Private capital needed to fund required infrastructure

Unlocking investment from the private sector is necessary for Myanmar to fund its building of transport infrastructure, speakers at a construction sector forum said. Bankability and risk-sharing would be the two key criteria to incentivise businesses to take part.

Recently, the European Chamber of Commerce Myanmar (EuroCham) held the first construction forum in Yangon. The event provided an update on progress and trends in the construction industry, and came after London-based consulting firm Fitch Solutions Macro Research downgraded its growth forecast for Myanmar’s construction industry, saying economic reforms which would boost infrastructure development had been knocked off course due to the Rakhine crisis.

However, many in the industry remain positive, especially with the release of the Myanmar Sustainable Development Plan 2018-30 and launch of the “project bank” which lists the infrastructure projects prioritised by the government.

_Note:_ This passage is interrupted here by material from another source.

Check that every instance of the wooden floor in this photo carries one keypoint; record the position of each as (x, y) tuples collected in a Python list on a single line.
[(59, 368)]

Johannes Golüke, senior consultant from Roland Berger, highlighted the current imbalance in the sources of foreign direct investments (FDI). He noted a shift of Myanmar’s approved FDI from European countries towards China in recent years. In 2014-5, FDI from the UK amounted to $800 million and $510 million from China. Last year saw China pouring in $1.5 billion compared to $210 million from Britain.

While noting that European businesses should continue to focus on quality and sustainability of infrastructure projects, he added that “investments need to be incentivised.”

According to the business survey conducted by Roland Berger, the majority of companies indicated that transport infrastructure, stable electricity and transparency in policy-making are crucial for economic growth.

Transport connectivity, in particular, still has a long way to go for Myanmar to catch up with regional economies. For example, there are less than 64 kilometres of paved roads per thousand kilometres in the country.

According to the Asian Development Bank , Myanmar infrastructure investments have an estimated gap of $120 billion until 2030.

World Bank’s indicator on assessing countries’ logistics environment also showed the country’s deficiency on this front. The Logistics Performance Index has placed Myanmar at 137 out of 160 in 2018, dropping from 113 in 2016.

Based on the Myanmar government’s National Transportation Master Plan, approximately $27 billion would be needed to improve the transport infrastructure until 2030.

With such demand, “the government cannot be the answer for the financing problem to improve the transportation infrastructure,” said Mr Goluke, it lacks sufficient funds even if it relies on donor countries for sponsoring major infrastructure projects.

Nevcan Güngör, Shwe Taung’s chief investment officer, said that in this regard, Public Private Partnerships (PPP) have a role to play in financing and enabling better infrastructure. The PPP framework is very important as the union budget is not sufficient in financing such infrastructure needs.

For example the 2018-19 budget allocated just $5 billion for infrastructure out of the $16 billion in total funds, said Mr Golüke.

The government issued a notification last November, announcing that a PPP Centre under the finance ministry will strengthen capacity within government departments to identify, develop, procure, implement and monitor the projects, he went on. It will also be responsible for developing criteria on which government support might be provided for PPP projects, such as government guarantees or viability gap funding.

Mr Golüke, however, indicated the limitations of PPPs as over 55 percent of such contracts globally are renegotiated after 3.1 years on average. Without clear legal frameworks and guidelines and adequate risk sharing mechanisms, he warned, PPPs have the potential to deteriorate public perceptions towards such kinds of projects. However, the PPP centre proposed by the government is set to address some of the flaws already seen in other countries.

“If financing and planning [are] set out in the right way, we actually believe that Myanmar has the potential to become the number one logistics hub in the region,” he said.